To emphasize public opposition to the Pebble Mine, at the end of March, a week-long Save Bristol Bay campaign brought salmon and environmental advocates to Washington, DC.

To kick off the week, more than 200 chefs and restaurateurs, including Tom Colicchio, Alice Waters and Mark Bittman, sent a letter to EPA Administrator Lisa Jackson, urging her to invoke Section 404(c) of the Clean Water Act and protect Bristol Bay. Some 20 DC restaurants featured Bristol Bay salmon on their menus.

Advocates explained that the Pebble Mine would destroy 12,000 commercial fishing and fish processing jobs in exchange for about 2,000 short-term mining jobs, to extract minerals that would be exported to China and India.

Spawning sockeye salmon need clean water (Photo by Ben Knight courtesy Our Bristol Bay)

During a teleconference with reporters, Paul Greenberg, journalist and author of “Four Fish: The Future of the Last Wild Food,” defined the stakes in this battle. “This is huge assault on wild salmon,” he said, “at a time when dam projects all over the American West have resulted in the collapse of salmon fisheries and Atlantic salmon are now commercially extinct.”

The Bristol Bay sockeye run amounts to 40 million fish – 400 million meals for Americans every year, Greenberg explained. “At a time of concern over toxics in our food, wild Alaska Bristol Bay sockeye are the best fish protein on Earth, low in toxins.”

“What do we want to do with Pebble Mine project,” he asked, “take fish out of mouths of American children to send some copper to China and India?”

The mine also would harm British salmon consumers. The UK is the world’s largest importer of canned Bristol Bay salmon, importing 10,000 metric tons a year, worth on average over 30 million pounds.

Peter Andrew, an Alaska Native leader as well as a commercial and subsistence fisherman, told reporters, “My people absolutely depend on these salmon resources for ourselves and our children and grandchildren. I’ve fished commercially for 40 years, and it has been lucrative, a great source of food for my culture, for the world. We feel very critical that this project does not happen.”

Protesters greet members of the Anglo American Board of Directors, March 2009 (Photo credit unknown)

Opposition to the Pebble Mine spans both political parties.
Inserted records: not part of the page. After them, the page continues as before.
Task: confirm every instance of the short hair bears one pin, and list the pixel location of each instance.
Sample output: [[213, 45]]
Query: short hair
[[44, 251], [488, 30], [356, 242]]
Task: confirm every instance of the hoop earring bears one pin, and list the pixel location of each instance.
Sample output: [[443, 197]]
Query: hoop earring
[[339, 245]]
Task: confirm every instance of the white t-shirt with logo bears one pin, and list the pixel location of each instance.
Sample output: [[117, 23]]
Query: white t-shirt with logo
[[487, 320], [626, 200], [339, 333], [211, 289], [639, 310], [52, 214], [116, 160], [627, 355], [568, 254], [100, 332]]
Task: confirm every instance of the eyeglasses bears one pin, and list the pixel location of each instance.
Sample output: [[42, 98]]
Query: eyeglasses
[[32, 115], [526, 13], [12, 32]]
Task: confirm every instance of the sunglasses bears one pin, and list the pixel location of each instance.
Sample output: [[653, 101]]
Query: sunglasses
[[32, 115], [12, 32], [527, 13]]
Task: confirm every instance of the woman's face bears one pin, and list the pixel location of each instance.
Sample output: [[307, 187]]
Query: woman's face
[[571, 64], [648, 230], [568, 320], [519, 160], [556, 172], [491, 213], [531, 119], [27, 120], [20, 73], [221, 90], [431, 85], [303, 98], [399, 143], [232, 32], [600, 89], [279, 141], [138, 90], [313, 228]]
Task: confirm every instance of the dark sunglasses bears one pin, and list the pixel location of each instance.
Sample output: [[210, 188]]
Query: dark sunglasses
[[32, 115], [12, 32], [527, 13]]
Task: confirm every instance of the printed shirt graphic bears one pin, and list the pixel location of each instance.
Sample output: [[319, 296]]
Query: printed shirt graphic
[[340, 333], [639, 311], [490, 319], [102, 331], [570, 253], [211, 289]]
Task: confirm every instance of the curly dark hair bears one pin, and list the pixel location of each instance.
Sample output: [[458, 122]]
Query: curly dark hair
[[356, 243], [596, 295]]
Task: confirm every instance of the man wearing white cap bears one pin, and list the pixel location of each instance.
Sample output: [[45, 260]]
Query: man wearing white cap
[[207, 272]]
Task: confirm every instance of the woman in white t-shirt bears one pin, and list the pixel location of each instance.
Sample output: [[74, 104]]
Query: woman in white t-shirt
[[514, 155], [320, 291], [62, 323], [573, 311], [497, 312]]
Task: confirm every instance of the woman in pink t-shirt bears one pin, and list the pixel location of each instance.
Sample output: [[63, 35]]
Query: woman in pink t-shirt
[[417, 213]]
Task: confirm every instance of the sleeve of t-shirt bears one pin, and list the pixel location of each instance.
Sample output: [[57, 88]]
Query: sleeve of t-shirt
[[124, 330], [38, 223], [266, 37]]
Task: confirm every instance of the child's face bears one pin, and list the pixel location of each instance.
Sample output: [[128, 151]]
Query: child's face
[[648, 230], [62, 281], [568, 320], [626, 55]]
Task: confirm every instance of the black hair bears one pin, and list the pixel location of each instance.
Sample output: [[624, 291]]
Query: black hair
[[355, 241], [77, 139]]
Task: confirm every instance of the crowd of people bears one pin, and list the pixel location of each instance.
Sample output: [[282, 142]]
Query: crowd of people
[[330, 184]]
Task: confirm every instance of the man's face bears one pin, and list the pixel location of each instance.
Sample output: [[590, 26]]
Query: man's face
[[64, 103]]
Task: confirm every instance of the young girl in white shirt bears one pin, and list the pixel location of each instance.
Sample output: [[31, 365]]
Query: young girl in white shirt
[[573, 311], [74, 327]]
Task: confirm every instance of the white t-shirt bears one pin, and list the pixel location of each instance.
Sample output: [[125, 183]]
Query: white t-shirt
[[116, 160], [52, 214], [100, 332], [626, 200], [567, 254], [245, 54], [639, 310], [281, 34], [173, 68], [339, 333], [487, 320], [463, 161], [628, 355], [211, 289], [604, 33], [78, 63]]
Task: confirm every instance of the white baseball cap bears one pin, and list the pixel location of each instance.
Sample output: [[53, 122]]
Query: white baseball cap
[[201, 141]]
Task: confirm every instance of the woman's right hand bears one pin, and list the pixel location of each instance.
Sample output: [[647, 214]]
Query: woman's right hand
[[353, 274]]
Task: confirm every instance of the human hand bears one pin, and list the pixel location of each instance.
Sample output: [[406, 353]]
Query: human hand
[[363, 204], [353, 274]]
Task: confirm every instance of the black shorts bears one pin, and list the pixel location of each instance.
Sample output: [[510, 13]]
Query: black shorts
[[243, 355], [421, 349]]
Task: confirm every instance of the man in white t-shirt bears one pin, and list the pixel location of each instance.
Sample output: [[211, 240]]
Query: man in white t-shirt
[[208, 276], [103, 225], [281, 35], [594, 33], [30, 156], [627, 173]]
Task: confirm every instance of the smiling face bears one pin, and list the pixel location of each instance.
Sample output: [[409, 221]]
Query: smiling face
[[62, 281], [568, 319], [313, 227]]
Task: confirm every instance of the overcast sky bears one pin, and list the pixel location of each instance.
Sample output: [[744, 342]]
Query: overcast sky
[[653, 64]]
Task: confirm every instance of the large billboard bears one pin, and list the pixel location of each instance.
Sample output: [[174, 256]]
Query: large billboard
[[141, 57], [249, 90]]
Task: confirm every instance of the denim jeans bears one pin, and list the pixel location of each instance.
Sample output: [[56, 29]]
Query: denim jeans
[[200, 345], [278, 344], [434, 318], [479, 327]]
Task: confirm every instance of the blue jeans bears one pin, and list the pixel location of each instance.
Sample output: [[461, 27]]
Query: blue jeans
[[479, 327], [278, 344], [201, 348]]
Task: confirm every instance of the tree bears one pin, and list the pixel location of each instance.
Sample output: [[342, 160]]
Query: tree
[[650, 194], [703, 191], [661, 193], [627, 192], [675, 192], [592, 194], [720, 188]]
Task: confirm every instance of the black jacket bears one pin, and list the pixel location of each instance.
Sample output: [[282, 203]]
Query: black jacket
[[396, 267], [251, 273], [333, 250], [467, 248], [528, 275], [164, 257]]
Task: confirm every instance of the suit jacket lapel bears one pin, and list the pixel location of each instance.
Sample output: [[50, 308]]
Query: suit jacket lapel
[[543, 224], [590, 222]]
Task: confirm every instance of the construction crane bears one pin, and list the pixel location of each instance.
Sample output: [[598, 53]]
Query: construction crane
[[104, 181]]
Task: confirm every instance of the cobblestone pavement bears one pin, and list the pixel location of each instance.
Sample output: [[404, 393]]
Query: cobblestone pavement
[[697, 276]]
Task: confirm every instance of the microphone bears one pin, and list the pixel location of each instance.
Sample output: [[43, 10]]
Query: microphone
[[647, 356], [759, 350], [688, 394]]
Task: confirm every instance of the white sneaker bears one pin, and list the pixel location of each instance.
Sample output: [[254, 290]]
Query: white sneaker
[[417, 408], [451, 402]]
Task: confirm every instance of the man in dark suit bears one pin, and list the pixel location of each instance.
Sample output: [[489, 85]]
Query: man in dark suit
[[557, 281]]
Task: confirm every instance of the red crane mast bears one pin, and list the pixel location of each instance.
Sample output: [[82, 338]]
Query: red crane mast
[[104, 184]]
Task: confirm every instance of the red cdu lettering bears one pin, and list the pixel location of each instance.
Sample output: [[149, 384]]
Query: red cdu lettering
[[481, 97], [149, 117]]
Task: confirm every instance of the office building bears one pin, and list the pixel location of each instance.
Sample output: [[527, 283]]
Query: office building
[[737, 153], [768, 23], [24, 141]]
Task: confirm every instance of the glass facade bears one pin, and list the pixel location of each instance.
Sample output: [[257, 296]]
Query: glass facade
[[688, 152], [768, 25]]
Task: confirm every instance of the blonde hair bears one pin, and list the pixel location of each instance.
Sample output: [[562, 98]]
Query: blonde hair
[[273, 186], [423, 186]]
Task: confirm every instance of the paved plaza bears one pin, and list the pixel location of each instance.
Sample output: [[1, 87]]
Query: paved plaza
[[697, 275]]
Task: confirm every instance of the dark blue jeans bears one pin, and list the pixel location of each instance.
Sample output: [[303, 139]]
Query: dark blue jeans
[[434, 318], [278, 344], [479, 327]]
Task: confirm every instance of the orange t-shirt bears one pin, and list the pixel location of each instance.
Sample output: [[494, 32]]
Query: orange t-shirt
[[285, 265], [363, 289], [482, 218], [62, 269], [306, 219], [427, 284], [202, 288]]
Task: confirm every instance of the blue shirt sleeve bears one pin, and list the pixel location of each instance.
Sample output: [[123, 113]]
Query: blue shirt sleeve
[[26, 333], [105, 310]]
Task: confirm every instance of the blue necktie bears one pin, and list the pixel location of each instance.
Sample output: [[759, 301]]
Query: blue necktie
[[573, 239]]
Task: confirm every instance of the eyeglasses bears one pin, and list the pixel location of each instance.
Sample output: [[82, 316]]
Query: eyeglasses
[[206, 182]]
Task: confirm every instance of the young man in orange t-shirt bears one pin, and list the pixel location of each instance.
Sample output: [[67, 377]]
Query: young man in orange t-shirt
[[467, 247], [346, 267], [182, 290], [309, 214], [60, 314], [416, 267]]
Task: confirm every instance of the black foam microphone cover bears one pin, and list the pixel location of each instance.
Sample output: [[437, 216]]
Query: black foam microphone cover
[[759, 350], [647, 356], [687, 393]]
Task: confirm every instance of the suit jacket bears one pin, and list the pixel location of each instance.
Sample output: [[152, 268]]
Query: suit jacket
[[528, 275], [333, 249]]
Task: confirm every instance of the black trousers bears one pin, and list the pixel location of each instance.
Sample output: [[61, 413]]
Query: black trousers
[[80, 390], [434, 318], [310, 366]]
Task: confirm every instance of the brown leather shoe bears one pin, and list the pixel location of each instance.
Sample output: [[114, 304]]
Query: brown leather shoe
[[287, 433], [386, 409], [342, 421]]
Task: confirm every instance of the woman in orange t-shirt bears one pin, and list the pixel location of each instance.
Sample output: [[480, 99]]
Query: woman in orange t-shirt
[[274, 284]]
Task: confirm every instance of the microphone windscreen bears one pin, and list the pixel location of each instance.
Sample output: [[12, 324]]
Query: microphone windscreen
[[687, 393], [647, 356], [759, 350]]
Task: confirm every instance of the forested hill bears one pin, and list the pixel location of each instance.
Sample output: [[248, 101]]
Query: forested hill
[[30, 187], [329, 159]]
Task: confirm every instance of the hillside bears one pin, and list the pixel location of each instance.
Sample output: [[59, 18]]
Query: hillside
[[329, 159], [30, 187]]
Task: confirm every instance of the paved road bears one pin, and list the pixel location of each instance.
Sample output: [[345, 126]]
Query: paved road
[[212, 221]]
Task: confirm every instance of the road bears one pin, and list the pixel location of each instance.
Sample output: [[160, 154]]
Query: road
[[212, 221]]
Rick Halford, an Alaska Republican politician, sportsman, guide and pilot traveled to Washington to lobby against the mine.

A former Alaska State Senate president who served for 24 years in the state legislature, Halford told reporters that Pebble Mine would extract the metals from low-grade ore, generating mountains of waste.

“There is no large sulfide mine in a wet climate that has not polluted its aquifers and the area around it,” Halford said. “It’s the wrong type of ore body in the wrong location.”

Halford warned that the planned 100 mile transport route from the mine to Bristol Bay lies across mountains and along the shoreline of the region’s largest lake.

“Even the exploration is dangerous,” said Halford, explaining that at least 1,200 exploratory holes already have been drilled, but they are not cased, and not plugged all the way down.

The proposed mine is located on state land, and Halford says all Alaska legislators now support the involvement of the EPA, a view that he said is “totally contradictory to the normal position of Alaska.”

“This is a proposal that is really beyond reason,” said Halford. “That’s why we are here in suppport of EPA review and potential 404 process to protect this nation.”